Symptomatic patients in our study manifested relatively severe episodes of ketoacidosis associated with dehydration and CNS dysfunction. The brain lesions identified in four Vietnamese patients after ketoacidotic episodes may be attributed to a potential nonspecific consequence of severe acidosis; this may also complicate mitochondrial respiratory chain disorders and certain organic acidurias (Akella et al 2014; O’Neill et al 2014). Nevertheless, some reported cases of T2 deficiency had brain imaging abnormalities with clinical neurological impairment, even in the absence of a previous episode of ketoacidosis (Ozand et al 1994; Buhaş et al 2013). Accumulated isoleucine catabolic intermediates may have a direct neurotoxic effect even in the absence of frank metabolic decompensation (Buhaş et al 2013; Leipnitz et al 2010). T2 deficiency is a potentially serious disease. In addition to other intensive care measures, mechanical ventilation was required for management of acute ketoacidotic episodes in 41% of patients. Seven of 41 patients had unfavorable outcomes. Most adverse consequences were related to the first ketoacidotic episode, when the diagnosis had not yet been confirmed. This is also quite supportive for a newborn screening program in Vietnam for T2 deficiency. Neither the age at onset nor frequency of ketoacidotic episodes affected the eventual outcome. Vietnamese T2-deficient patients had ketoacidotic episodes of variable onset, severity, and outcome, despite sharing not only a common genotype but also the same ancestry and living conditions. This underscores a lack of genotype–phenotype correlation in T2 deficiency. Appropriate acute and preventive management appear to be critical for a favorable outcome (Hori et al 2015; Fukao et al 2001).

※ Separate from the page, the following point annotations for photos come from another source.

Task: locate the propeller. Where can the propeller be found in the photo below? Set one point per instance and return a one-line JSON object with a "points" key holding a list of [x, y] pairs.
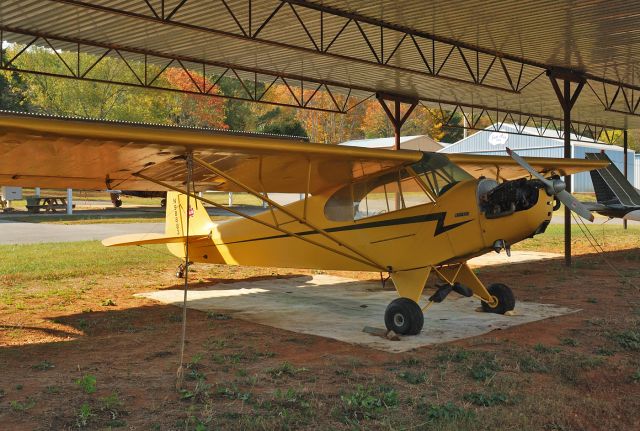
{"points": [[632, 215], [555, 188]]}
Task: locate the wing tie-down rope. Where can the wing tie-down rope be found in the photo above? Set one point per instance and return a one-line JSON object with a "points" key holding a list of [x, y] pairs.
{"points": [[180, 372]]}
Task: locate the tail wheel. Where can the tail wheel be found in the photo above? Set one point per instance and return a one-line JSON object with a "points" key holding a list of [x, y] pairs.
{"points": [[403, 316], [503, 295]]}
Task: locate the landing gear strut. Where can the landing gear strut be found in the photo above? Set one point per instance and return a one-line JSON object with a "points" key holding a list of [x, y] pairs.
{"points": [[181, 269], [403, 316], [504, 300]]}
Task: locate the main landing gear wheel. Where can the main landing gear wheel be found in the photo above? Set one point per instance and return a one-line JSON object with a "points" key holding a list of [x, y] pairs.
{"points": [[504, 297], [180, 271], [404, 317]]}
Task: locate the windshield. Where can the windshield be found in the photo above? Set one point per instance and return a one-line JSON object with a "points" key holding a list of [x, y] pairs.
{"points": [[438, 173]]}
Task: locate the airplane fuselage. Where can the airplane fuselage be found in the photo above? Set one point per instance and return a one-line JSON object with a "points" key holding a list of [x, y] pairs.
{"points": [[452, 229]]}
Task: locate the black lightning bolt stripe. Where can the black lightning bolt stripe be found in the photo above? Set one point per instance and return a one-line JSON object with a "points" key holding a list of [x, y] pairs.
{"points": [[438, 217]]}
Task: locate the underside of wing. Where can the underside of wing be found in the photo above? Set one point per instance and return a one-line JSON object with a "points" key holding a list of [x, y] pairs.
{"points": [[150, 238], [505, 168], [62, 153]]}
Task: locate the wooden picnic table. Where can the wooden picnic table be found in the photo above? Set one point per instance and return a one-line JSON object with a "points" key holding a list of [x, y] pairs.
{"points": [[46, 203]]}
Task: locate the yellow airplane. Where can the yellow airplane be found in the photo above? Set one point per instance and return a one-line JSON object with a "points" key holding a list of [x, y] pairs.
{"points": [[405, 213]]}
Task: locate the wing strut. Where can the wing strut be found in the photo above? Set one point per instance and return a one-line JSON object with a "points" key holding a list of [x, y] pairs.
{"points": [[283, 209], [361, 259]]}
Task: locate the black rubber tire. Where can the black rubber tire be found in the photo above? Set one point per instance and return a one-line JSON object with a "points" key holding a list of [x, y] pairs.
{"points": [[506, 300], [403, 316]]}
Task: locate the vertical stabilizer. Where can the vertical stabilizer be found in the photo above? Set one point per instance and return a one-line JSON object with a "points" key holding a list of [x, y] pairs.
{"points": [[176, 220]]}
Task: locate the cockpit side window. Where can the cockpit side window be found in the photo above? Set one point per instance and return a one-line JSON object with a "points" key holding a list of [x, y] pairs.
{"points": [[419, 184]]}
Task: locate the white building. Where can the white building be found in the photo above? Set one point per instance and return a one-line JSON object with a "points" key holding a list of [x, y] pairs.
{"points": [[489, 141]]}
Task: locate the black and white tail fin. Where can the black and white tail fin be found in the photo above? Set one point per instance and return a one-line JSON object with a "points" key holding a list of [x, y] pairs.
{"points": [[611, 186]]}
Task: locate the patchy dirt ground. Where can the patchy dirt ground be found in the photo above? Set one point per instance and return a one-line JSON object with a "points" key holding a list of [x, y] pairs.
{"points": [[103, 359]]}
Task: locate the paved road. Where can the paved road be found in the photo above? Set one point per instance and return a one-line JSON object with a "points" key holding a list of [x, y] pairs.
{"points": [[26, 233]]}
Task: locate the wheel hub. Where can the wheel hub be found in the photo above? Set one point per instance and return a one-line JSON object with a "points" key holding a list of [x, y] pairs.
{"points": [[398, 319]]}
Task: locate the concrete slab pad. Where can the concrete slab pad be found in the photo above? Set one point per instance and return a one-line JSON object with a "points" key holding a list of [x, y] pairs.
{"points": [[519, 256], [340, 308]]}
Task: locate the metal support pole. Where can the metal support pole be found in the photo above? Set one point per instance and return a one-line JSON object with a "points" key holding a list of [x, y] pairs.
{"points": [[69, 201], [397, 120], [567, 101], [626, 160], [567, 178]]}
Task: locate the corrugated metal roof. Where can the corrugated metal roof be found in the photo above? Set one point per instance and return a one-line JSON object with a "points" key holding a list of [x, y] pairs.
{"points": [[597, 37], [488, 141]]}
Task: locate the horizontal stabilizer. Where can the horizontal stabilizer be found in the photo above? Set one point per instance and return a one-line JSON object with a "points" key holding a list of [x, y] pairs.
{"points": [[632, 215], [149, 238]]}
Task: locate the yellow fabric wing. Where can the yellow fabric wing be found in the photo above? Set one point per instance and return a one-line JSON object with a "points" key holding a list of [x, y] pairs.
{"points": [[61, 153]]}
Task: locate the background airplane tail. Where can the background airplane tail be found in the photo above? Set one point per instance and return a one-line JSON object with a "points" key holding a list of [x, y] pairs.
{"points": [[611, 186], [176, 216]]}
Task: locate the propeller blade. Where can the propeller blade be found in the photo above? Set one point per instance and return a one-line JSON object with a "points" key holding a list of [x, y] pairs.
{"points": [[556, 188], [522, 162], [574, 205], [632, 215]]}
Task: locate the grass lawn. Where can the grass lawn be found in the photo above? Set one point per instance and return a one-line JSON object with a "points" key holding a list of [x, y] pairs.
{"points": [[79, 351], [611, 237]]}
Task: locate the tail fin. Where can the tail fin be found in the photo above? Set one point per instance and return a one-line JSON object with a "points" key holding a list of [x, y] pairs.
{"points": [[176, 220]]}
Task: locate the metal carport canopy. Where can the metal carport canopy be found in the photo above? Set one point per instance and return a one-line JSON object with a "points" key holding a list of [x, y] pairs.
{"points": [[488, 55]]}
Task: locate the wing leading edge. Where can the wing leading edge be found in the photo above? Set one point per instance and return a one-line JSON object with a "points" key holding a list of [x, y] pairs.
{"points": [[505, 168], [61, 153]]}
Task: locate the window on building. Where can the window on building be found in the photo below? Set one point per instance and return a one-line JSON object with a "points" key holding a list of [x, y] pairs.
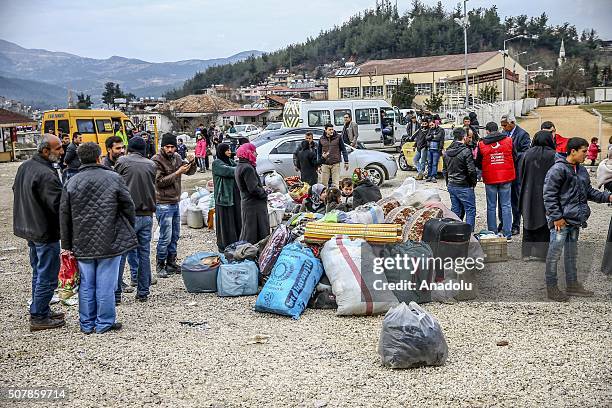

In conclusion, T2 deficiency likely has a high incidence in Vietnam where c.622C>T mutation seems to have an ancient common founder of Kinh ancestry. This disease has variable clinical phenotypes even when patients share a common genotype and ancestry, as well as similar personal histories and daily life environments. Most patients could have a favorable outcome with early diagnosis and proper management. Looking ahead, a newborn screening program for beta-ketothiolase deficiency may have a high yield in Vietnam.